One shoe off and one shoe on. Oh little dumplin’ where’s your mom?

While a few people say they choose to be homeless, the vast majority are homeless for a thousand other reasons. But for the grace of God, it could be any one of us. I’m so thankful for Room In The Inn , The Contributor, and other organizations in our area that provide support to our neighbors in need. As individuals, we can only do so much. Supporting organizations that know how to make an effective difference is one answer.

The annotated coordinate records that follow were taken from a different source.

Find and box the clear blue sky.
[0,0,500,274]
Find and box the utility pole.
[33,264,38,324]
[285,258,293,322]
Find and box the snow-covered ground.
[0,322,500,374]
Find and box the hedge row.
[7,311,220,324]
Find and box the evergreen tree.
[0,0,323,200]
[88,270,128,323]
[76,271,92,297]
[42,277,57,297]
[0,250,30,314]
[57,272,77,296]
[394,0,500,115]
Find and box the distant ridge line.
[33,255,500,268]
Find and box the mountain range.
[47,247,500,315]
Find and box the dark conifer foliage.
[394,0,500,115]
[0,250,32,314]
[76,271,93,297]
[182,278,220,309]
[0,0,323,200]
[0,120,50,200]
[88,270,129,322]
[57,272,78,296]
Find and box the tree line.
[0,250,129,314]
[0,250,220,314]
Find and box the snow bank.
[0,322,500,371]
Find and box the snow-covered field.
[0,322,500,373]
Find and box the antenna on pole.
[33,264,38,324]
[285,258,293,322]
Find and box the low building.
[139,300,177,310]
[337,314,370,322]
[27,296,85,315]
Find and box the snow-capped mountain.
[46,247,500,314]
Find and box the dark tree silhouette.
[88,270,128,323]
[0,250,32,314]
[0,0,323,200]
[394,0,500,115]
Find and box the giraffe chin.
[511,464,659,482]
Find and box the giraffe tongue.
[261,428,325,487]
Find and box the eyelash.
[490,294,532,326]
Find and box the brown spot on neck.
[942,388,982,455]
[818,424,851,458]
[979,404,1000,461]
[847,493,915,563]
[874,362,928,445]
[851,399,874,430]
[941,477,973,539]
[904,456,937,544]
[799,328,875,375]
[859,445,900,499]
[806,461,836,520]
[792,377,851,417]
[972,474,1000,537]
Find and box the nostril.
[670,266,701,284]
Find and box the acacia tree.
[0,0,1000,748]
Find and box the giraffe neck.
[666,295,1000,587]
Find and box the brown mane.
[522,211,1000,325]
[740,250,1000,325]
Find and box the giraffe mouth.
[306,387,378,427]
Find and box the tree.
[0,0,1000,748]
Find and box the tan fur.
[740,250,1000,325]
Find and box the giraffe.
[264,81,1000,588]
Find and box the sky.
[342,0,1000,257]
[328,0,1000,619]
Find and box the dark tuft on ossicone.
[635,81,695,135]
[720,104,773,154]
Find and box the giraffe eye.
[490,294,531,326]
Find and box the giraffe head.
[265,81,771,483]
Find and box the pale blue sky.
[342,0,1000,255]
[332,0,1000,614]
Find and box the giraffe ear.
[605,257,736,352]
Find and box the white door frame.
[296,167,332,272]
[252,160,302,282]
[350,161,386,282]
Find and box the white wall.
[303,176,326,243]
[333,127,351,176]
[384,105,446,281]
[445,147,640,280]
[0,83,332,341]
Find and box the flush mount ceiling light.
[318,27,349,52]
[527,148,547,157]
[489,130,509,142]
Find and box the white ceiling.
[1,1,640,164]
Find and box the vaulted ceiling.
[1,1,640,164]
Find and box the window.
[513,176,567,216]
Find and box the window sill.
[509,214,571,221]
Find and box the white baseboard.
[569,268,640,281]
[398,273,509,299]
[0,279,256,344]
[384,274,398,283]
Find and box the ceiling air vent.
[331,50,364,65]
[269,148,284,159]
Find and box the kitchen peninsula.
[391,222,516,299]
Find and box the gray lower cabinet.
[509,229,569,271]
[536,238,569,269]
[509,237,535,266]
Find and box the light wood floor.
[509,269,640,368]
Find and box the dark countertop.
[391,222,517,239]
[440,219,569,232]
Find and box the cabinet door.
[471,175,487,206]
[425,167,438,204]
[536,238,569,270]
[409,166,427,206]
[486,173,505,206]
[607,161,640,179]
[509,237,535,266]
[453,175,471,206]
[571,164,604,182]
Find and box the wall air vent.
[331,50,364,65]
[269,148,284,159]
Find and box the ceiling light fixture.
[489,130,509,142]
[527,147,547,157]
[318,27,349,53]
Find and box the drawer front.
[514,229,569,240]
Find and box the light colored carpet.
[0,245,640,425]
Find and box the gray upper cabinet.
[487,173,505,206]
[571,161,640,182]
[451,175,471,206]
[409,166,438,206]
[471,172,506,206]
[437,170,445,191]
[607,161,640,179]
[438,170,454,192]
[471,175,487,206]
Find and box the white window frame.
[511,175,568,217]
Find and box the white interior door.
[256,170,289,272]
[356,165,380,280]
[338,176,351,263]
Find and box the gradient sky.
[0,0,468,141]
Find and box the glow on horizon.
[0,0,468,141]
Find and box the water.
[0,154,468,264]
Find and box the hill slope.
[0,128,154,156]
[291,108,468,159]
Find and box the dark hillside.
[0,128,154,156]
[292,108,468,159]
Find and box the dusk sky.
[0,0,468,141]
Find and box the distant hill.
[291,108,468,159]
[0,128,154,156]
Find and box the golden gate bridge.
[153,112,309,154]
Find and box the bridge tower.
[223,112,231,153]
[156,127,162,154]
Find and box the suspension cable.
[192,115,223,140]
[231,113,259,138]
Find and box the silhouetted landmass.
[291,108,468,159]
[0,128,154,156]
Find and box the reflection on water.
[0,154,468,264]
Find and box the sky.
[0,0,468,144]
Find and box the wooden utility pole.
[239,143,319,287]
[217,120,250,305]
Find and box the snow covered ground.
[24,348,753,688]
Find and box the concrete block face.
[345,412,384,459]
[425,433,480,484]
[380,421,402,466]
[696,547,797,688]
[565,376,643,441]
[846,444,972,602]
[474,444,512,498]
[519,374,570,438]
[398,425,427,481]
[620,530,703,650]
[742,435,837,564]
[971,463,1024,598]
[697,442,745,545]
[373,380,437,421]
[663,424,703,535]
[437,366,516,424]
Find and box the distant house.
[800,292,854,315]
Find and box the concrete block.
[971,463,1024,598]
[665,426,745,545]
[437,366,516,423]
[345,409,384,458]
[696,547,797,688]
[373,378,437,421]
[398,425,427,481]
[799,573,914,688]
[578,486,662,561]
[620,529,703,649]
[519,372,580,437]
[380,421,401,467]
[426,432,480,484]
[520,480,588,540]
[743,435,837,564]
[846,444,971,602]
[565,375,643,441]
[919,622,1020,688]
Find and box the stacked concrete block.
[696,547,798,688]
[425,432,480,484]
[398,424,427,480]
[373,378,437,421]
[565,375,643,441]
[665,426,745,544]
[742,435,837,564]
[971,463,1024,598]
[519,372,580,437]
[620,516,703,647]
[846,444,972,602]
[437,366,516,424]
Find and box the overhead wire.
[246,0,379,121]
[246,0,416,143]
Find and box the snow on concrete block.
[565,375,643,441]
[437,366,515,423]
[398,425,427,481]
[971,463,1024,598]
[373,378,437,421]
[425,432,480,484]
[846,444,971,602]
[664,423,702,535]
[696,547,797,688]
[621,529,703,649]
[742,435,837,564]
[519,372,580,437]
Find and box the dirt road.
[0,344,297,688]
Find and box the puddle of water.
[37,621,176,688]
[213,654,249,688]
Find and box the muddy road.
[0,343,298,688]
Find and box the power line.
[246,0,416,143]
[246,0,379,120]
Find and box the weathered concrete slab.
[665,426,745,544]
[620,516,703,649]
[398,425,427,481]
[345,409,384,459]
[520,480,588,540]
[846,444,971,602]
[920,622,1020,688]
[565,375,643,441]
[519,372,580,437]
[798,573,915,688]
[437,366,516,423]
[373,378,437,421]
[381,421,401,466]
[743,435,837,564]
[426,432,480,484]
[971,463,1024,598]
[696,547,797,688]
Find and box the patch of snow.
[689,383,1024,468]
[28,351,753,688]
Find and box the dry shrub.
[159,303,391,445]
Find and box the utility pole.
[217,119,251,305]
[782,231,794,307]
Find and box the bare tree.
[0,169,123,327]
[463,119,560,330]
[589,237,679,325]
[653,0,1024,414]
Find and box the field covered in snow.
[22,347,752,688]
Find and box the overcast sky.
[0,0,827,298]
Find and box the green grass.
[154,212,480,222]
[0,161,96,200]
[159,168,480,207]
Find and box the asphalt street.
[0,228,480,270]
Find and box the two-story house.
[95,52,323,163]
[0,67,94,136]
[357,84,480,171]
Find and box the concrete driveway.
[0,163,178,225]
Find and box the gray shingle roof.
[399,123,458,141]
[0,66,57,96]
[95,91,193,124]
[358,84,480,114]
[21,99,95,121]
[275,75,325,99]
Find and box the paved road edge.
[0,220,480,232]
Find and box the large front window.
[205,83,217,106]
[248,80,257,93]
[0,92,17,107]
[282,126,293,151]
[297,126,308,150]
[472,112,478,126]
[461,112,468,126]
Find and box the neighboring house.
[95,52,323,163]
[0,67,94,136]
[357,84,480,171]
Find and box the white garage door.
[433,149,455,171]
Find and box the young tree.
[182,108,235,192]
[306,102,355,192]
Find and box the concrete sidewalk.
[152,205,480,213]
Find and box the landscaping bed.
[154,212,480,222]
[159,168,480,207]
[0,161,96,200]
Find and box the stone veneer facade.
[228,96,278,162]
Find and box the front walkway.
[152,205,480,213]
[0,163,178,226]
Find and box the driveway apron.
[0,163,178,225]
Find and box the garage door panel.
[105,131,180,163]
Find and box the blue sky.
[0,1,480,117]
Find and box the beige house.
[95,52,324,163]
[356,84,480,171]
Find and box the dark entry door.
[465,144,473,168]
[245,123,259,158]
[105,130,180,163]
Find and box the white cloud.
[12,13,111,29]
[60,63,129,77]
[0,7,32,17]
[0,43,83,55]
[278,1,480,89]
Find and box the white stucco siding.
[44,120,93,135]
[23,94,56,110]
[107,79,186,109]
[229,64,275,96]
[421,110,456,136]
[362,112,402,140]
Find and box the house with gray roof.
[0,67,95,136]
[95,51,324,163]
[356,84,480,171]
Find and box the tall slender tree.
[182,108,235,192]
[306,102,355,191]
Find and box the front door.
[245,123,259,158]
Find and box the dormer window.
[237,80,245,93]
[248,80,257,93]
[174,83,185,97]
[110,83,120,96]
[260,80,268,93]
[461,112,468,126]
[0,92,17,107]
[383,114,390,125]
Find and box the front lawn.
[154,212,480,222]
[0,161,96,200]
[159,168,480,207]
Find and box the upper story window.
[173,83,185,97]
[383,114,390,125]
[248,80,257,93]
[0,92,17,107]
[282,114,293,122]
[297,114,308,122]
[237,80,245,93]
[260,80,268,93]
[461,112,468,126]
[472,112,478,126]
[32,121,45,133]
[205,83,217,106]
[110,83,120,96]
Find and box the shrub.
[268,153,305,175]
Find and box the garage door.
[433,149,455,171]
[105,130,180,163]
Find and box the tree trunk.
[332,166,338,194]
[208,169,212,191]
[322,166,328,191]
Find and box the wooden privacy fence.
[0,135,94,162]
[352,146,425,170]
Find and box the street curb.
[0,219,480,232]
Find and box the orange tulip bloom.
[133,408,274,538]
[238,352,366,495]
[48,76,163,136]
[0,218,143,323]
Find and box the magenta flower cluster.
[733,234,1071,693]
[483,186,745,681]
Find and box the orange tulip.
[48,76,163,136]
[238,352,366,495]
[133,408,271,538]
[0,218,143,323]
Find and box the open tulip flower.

The first thing I noticed were your light pink tennis shoes, one shoe off and one shoe on. Then, as we passed by, I saw your dark brown hair. I guessed your age to be somewhere between the age of my own two daughters, 27 and 33.

Our family was visiting the Chattanooga Aquarium. It was a beautiful day, so our older daughter, Allison, suggested we walk to the restaurant. It was a twenty minute walk down one of the main city streets. Morgan first noticed a “clock tower” on the side of one of the buildings. She was taking it all in, “Walking in the city”. As we strolled further, we saw a number of people who were homeless. We nodded and continued walking.

That’s when I saw you. You were asleep on the concrete by the sidewalk. Even though we continued walking, acting as if all was well, my younger daughter paused, looking at you and then turning her gaze to me. Remember, I told you Morgan is 27. She is on the autism spectrum. Developmentally, she still sees a lot of things the way a child sees them. She may not have had the words to express it, but she knew you didn’t belong there. I told her you were just resting and nudged her along. But she was right. You don’t belong there and I just wanted you to know we saw you. You are someone’s daughter. As a mother, I will keep you in my prayers.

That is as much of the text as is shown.